Illustration of a more open Saunders Court

This illustration envisions Saunders Court expanded as the “heart” of campus, a place of social gathering that fosters an interactive academic health center and research community.

UCSF’s faculty and staff based on Parnassus Heights provided important input to the planning process in four working groups. One of the groups recommended establishing a hub for digital health innovators that would provide collaborative spaces for teams across the mission areas and technological resources for clinical simulations and prototyping. The education working group recommended creating spaces to enhance interprofessional skill building to accommodate the schools and UCSF Health’s needs and more spaces to support student life, well-being and active learning. And another working group developed the concept of CoLabs, bringing together expertise and equipment that all researchers could access to look at diseases in a complementary and collaborative way.

“The new Parnassus Heights campus has the potential to link clinical researchers and scientists to accelerate laboratory discoveries to bedside treatments, and enhance our ability to recruit and retain top clinicians, scientists, and learners from all over the country,” said UCSF School of Medicine Dean Talmadge E. King Jr., MD.

Identifying Near-Term Priorities

While the transformation of the Parnassus Heights campus is expected to occur over the next several decades, UCSF leaders have identified several near-term priorities: advancing plans for the new hospital, constructing a new Research and Academic Building, renovating the Irving Street entrance, and adding more Aldea Housing units to ease cost-of-living and commute concerns for more students and trainees.

Illustration of proposed Irving Street entrance

This illustration of the Irving Street entry shows how a refreshed garage facade, improved vertical circulation, and clear wayfinding could enhance the arrival experience for all visitors.

“We are in the midst of determining the scope and likely costs of the various projects. It's important to remember that these plans will require approval by the UC Regents,” Lowenstein said. “As we move forward, we still need to do more work before we can make the final commitment to proceed with the design and construction phases.”

The next step in advancing the plan is developing an environmental impact report (EIR) to analyze the plan’s potential environmental impacts. Following the preparation of the EIR, an amendment to UCSF’s Long Range Development Plan (LRDP) to support the plan’s recommendations will be brought to the UC Board of Regents for consideration.

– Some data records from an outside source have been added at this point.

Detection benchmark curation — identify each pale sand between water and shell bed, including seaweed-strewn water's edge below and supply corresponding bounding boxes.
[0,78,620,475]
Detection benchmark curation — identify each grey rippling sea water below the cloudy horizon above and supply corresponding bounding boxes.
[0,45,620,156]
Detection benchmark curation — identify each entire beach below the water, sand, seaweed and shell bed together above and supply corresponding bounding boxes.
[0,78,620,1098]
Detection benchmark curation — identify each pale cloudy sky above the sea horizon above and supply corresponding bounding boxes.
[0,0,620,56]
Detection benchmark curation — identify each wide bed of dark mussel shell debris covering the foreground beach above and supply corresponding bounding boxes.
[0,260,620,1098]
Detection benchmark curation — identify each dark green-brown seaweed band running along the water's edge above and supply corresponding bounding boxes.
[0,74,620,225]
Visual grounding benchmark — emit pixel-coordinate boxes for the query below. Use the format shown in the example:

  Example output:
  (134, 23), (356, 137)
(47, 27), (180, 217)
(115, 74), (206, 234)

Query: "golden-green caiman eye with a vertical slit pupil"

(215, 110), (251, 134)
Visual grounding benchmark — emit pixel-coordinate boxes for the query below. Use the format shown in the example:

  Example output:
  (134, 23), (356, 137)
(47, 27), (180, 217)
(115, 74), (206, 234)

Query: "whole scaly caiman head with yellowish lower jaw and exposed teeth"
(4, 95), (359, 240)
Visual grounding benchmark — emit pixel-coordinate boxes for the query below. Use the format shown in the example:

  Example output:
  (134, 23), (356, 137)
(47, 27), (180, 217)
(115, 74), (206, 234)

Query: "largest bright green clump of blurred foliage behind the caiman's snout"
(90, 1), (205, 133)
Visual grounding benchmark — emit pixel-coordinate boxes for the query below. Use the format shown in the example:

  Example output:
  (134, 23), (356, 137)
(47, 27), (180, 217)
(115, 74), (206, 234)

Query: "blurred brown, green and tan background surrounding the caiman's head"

As UCSF begins to advance the Comprehensive Parnassus Heights Plan, the University will continue to collaborate with the community in the newly convened Advisory Committee for the Future of UCSF Parnassus Heights, comprising community leaders, neighbors, merchants and representatives of city agencies and non-profits.  The Advisory Committee was formed to foster a dialogue on the effects of UCSF’s growth on the community and work together on solutions to offset those effects.

“We look forward to partnering with all our stakeholders to explore approaches and solutions that will help UCSF and the community realize the shared opportunities of the new Parnassus Heights campus,” Lowenstein said.